Альма действительно слышала о Третьем Боро – или, по крайней мере, так ей казалось. Эти два слова так и дразнили память, и она поняла, что это имя носил тот, кого она узнала в тот же миг, когда он помахал ей, – так плотника называли, когда не хотели упоминать другое его имя. Третий Боро [3], если она поняла правильно, означало что-то наподобие «сборщика податей» или «урядника», только с бо ́льшим дружелюбием и уважением, куда величественней, чем даже Рыжий граф – граф Спенсер, болтающийся на вывеске одного паба. Она перевела взгляд с матери на диораму частично перестроенной газетной лавки, людей за честным трудом, залитых сиянием, – из-за витрины, похожей на стекло аквариума, казалось, словно стройка велась в теплой и светящейся воде. Человек в капюшоне, Третий Боро, все еще улыбался Дорин и ее детям, но уже не махал, а манил, приглашая войти.
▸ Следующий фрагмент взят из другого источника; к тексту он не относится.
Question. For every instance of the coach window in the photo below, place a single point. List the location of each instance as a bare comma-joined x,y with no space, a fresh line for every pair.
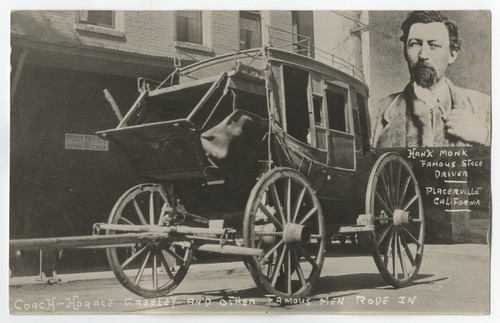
364,125
336,100
296,82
Мамка со скрипом развернула на четверть оборота коляску на тротуаре, обрамляющем затихший заброшенный рынок, и направила Майкла в стеклянную дверь лавки, вкатив по пандусу с мозаикой из исхоженных бежевых и бирюзовых стекляшек между дверным проемом и скользкой улицей. Все еще держась пухлой ручкой за коляску и волочась вслед за матерью, Альма, неуверенно шаркая, замедлила шаг. Она где-то слышала или у нее откуда-то создалось впечатление, что такой аудиенции удостаиваются только те, кто умер – она еще не до конца понимала, что такое смерть, но знала, что ей бы она не понравилась. Один из работников с ниспадающими локонами – такими светлыми, едва ли не белыми, – теперь отложил пилу и подошел придержать дверь, а в уголках его глаз возникли добродушные морщинки. Заметив нерешительность девочки, мать обернулась и заговорила ободряющим тоном:

– Ох и нюня ты, Альма, ей-ей. Он тя не укусит, а с людьми редко када видается. Заглянь поздоровкаться, а то примет за невеж.

Наклоненной головой с коричневыми кудряшками от бигуди под краешком черного шарфа и напористо оттопырившимся бортом зимнего пальто на полном бюсте Дорин чем-то напоминала Альме голубей: их беззаботное спокойствие, их разноцветные рябые шейки, воркующую музыку их голосов. Альма вспомнила, как однажды ей приснилось, что они с матерью были в их гостиной на дороге Андрея, на западной границе Боро. Во сне Дорин гладила, а ее дочка сидела на коленях в мягком кресле, рассеянно сосала протертую ткань спинки и глазела в сумерки на заднем дворе за окном. Над забором со стороны соседей проступала заброшенная конюшня с черными дырками, словно вымаранными словами в секретных документах, там, где в крыше не хватало черепицы. В дырки взлетали и садились трепещущие голубиные силуэты, почти невидимые – бледные завитки дыма на фоне темноты холма со школой, что высился позади. Мамка обернулась к Альме от гладильной доски и торжественно сказала о птицах, искавших ночлег.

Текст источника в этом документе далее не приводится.